State Key Laboratory of Pollution Control and Resources Reuse, Shanghai Institute of Pollution Control and Ecological Security, College of Environmental Science and Engineering, Tongji University, Siping Road, Shanghai 200092, PR China.
State Key Laboratory of Pollution Control and Resources Reuse, Shanghai Institute of Pollution Control and Ecological Security, College of Environmental Science and Engineering, Tongji University, Siping Road, Shanghai 200092, PR China.
Water Res. 2020 Oct 1;184:116197. doi: 10.1016/j.watres.2020.116197. Epub 2020 Jul 16.

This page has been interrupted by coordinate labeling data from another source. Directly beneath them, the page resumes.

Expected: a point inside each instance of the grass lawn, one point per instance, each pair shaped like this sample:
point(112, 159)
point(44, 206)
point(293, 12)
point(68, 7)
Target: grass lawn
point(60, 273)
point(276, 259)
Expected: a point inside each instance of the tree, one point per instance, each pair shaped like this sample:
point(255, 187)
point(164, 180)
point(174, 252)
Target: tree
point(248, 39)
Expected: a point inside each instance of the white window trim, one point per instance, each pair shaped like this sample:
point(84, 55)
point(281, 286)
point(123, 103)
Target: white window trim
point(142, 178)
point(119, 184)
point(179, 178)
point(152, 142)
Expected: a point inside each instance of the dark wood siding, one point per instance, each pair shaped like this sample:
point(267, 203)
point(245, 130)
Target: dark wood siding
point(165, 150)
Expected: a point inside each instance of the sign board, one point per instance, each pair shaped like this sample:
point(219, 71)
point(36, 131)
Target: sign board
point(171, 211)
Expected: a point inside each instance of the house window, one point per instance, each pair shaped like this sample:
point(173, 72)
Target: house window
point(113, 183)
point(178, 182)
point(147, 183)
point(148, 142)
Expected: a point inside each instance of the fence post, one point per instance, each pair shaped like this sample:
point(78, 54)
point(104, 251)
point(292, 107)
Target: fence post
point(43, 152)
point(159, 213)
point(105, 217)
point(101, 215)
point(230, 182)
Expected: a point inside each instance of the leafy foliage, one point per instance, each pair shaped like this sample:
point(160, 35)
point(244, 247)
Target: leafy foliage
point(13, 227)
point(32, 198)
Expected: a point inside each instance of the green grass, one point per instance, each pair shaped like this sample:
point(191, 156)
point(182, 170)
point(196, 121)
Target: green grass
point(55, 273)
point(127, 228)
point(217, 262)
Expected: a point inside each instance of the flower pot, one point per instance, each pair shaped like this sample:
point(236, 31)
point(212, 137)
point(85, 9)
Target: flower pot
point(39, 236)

Reject water contains complex components of organic compounds, which have significant influences on the nitrogen removal performance when treated using biological autotrophic nitrogen removal technology. In this study, a two-stage partial nitritation (PN)-anammox (floc-granule) system was established to treat reject water (COD/NH-N = 0.97 ± 0.15), and the evolution of organic compounds along PN and annamox bioreactors was investigated using gas chromatography-mass spectrometry and excitation-emission matrix. Also, the variation of PN and anammox sludge properties relating to COD reduction was examined. The PN-anammox system removed approximately 80% of total inorganic nitrogen and COD with hydraulic reaction time of 16 h. The influent organics (330-600 mg COD/L) in reject water were primarily composed of volatile, protein-like and humic acid-like organic compounds. PN process contributed 53 ± 18% of the overall COD removal, primarily including oxygen-containing organics (e.g. phenol), proteins and humic acids. Anammox process contributed 22 ± 15% of the overall COD removal, but large molecule acids (e.g. lactic acid) and small molecule alcohols (e.g. glycerol) were reoccurred, contributing to the effluent COD with recalcitrant hydrocarbons (e.g. n-Octadecane). Reject water increased the extracellular proteins/polysaccharides ratio of PN and anammox sludge, promoting the adsorption and degradation of organic compounds. High-throughput sequencing results showed that denitrifying bacteria of Ottowia increased from 0.03% to 14.4% in PN reactor, and of Denitratisoma increased from 9.6% to 15.4% in anammox reactor. The occurrence of these denitrifiers might mitigate the negative impact of organics to functional organisms. This study highlights the organics fate during PN-anammox treatment system, which is important to maintain the robust nitrogen removal when treating organics-containing and high ammonium concentration wastewater.
处理 reject 水(COD/NH-N=0.97±0.15)时, reject 水中含有复杂的有机化合物成分,对生物自养脱氮技术的氮去除性能有重大影响。在这项研究中,建立了两段式部分硝化(PN)-厌氧氨氧化(絮体-颗粒)系统来处理 reject 水,并用气相色谱-质谱联用仪和激发-发射矩阵研究了 PN 和厌氧氨氧化生物反应器中有机化合物的演变。此外,还研究了与 COD 降低有关的 PN 和厌氧氨氧化污泥性质的变化。PN-厌氧氨氧化系统在水力停留时间为 16 h 的情况下,去除了约 80%的总无机氮和 COD。reject 水中的进水有机物(330-600 mg COD/L)主要由挥发性、蛋白样和腐殖酸样有机化合物组成。PN 过程贡献了 53±18%的 COD 去除,主要包括含氧有机物(如苯酚)、蛋白质和腐殖酸。厌氧氨氧化过程贡献了 22±15%的 COD 去除,但大分子酸(如乳酸)和小分子醇(如甘油)再次出现,导致出水 COD 中存在难降解的碳氢化合物(如正十八烷)。reject 水增加了 PN 和厌氧氨氧化污泥的胞外蛋白/多糖比,促进了有机化合物的吸附和降解。高通量测序结果表明,PN 反应器中脱氮菌 Ottowia 从 0.03%增加到 14.4%,厌氧氨氧化反应器中 Denitratisoma 从 9.6%增加到 15.4%。这些脱氮菌的出现可能减轻了有机物对功能菌的负面影响。本研究强调了 PN-厌氧氨氧化处理系统中有机物的命运,这对于处理含有有机物和高氨氮浓度的废水时保持稳健的氮去除非常重要。